A melhor definição para este artigo de
Ana Fani pode ser encontrada no próprio artigo de Ana Fani: mimesis e simulacro. O texto de Ana Fani não passa de uma imitação, ou
melhor, uma macaqueação de textos de
outros autores, notadamente Henri Lefebvre, dos quais coleciona fórmulas (não
fatos) sem, no entanto, dominá-las por inteiro e que são reproduzidas avassaladoramente
sem explicação de conteúdos, talvez, na expectativa de levantar uma cortina de
fumaça e convencer pela incompreensão. Também o artigo pode ser encarado como
um simulacro de artigos científicos e acadêmicos.

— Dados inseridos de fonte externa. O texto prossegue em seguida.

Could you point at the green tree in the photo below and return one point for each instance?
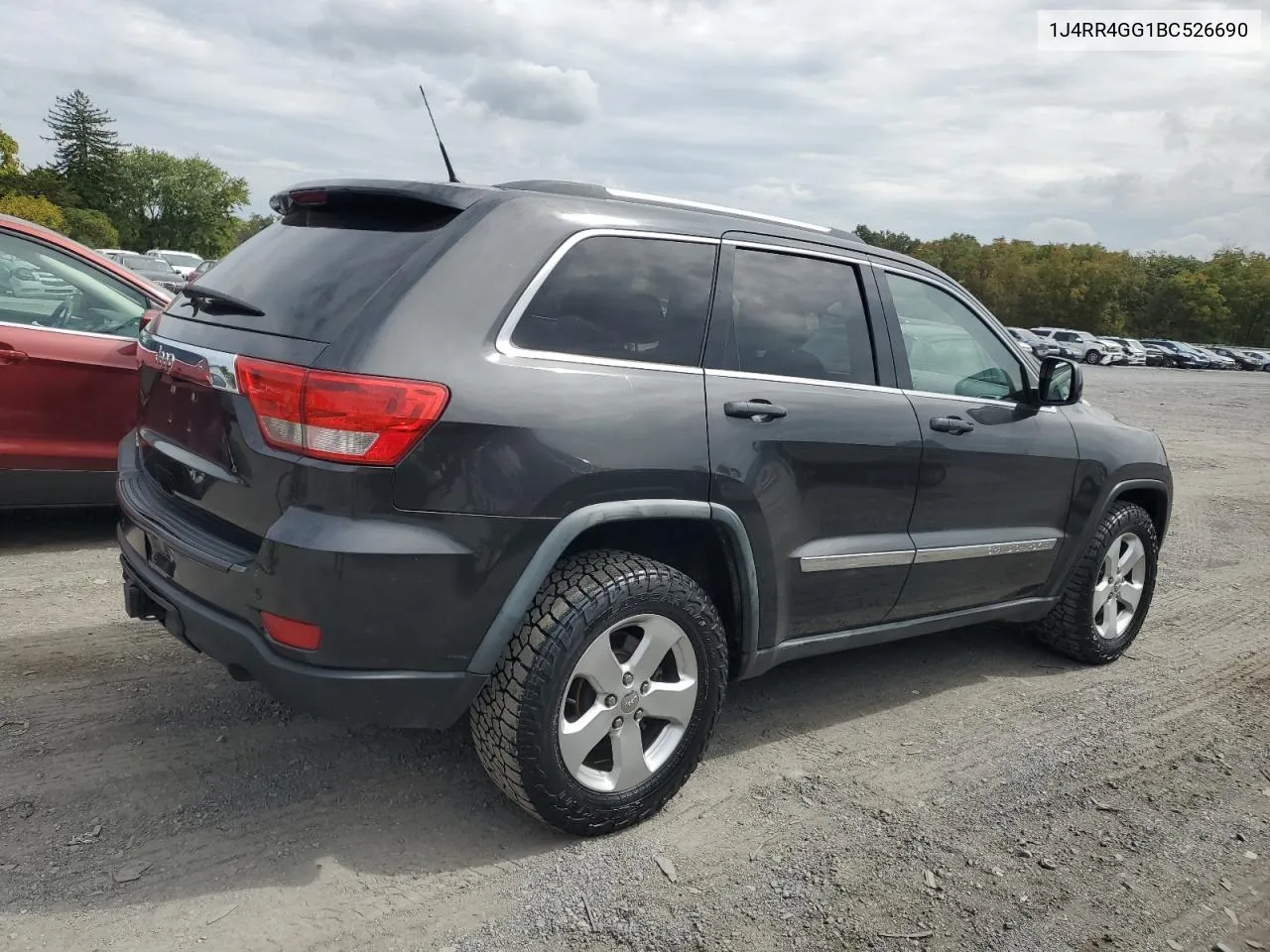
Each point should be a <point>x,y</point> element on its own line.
<point>87,149</point>
<point>9,164</point>
<point>40,180</point>
<point>33,208</point>
<point>180,203</point>
<point>1245,282</point>
<point>90,227</point>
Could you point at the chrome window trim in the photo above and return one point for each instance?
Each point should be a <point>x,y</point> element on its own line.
<point>503,341</point>
<point>985,549</point>
<point>922,556</point>
<point>68,330</point>
<point>221,366</point>
<point>804,252</point>
<point>811,381</point>
<point>979,402</point>
<point>855,560</point>
<point>720,208</point>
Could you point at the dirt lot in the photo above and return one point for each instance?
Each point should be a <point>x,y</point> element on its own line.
<point>965,791</point>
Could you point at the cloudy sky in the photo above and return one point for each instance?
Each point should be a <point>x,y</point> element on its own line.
<point>920,116</point>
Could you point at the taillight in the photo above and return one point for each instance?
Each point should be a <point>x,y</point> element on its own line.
<point>341,416</point>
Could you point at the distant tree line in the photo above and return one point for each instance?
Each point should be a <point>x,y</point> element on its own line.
<point>1224,299</point>
<point>108,194</point>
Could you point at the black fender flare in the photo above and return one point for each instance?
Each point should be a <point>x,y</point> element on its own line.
<point>562,536</point>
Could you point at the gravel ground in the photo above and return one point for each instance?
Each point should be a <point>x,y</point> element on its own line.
<point>962,791</point>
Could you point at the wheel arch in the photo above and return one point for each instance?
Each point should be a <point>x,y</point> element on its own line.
<point>1151,495</point>
<point>636,525</point>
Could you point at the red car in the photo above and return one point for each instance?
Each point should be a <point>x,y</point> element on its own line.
<point>68,322</point>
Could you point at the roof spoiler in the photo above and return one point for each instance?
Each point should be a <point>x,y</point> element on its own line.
<point>316,194</point>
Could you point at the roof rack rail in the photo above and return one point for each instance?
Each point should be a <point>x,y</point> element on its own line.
<point>720,208</point>
<point>588,190</point>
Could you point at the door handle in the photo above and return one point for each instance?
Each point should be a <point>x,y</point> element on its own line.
<point>758,411</point>
<point>952,424</point>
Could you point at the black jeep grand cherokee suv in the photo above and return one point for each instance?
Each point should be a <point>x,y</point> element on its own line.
<point>572,458</point>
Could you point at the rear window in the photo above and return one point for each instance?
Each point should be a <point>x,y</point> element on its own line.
<point>624,298</point>
<point>313,273</point>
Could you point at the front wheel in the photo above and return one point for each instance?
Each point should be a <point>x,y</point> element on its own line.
<point>1109,593</point>
<point>607,696</point>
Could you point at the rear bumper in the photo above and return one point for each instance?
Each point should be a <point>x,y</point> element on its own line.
<point>385,697</point>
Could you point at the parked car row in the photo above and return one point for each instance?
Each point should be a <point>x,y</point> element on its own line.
<point>1148,352</point>
<point>163,267</point>
<point>68,324</point>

No mais, o artigo de Ana Fani se
assemelha a uma bolha de sabão: superficial, frágil e vazio. Ana Fani parece
desconhecer os pressupostos teóricos dos autores que ela cita, se valendo
apenas, para interpretá-los, de uma avaliação superestimada de que faz de si
mesma, talvez, baseando-se única e exclusivamente na trajetória de sua carreira
acadêmica exitosa.
Sobre FHC, o genial Millôr Fernandes
avaliou o seguinte:
“O que me impressiona é que esse homem,
que escreve mal — se aquilo é escrever bem o meu poodle é bicicleta [sobre o
livro de FHC] — e fala pessimamente — seu falar é absolutamente vazio, as
frases se contradizem entre si, quando uma frase não se contradiz nela mesma, é
considerado o maior sociólogo brasileiro”.
O diria Millôr Fernandes de Ana Fani?
Só para constar, Ana Fani é professora
titular do departamento de geografia –FFLCH/USP.
Nota: Este texto faz parte de nossas
publicações nos blogs “Geografia – isso não serve para fazer nada”, “Geografia
X Anarquia” e “Atualidade da geografia”.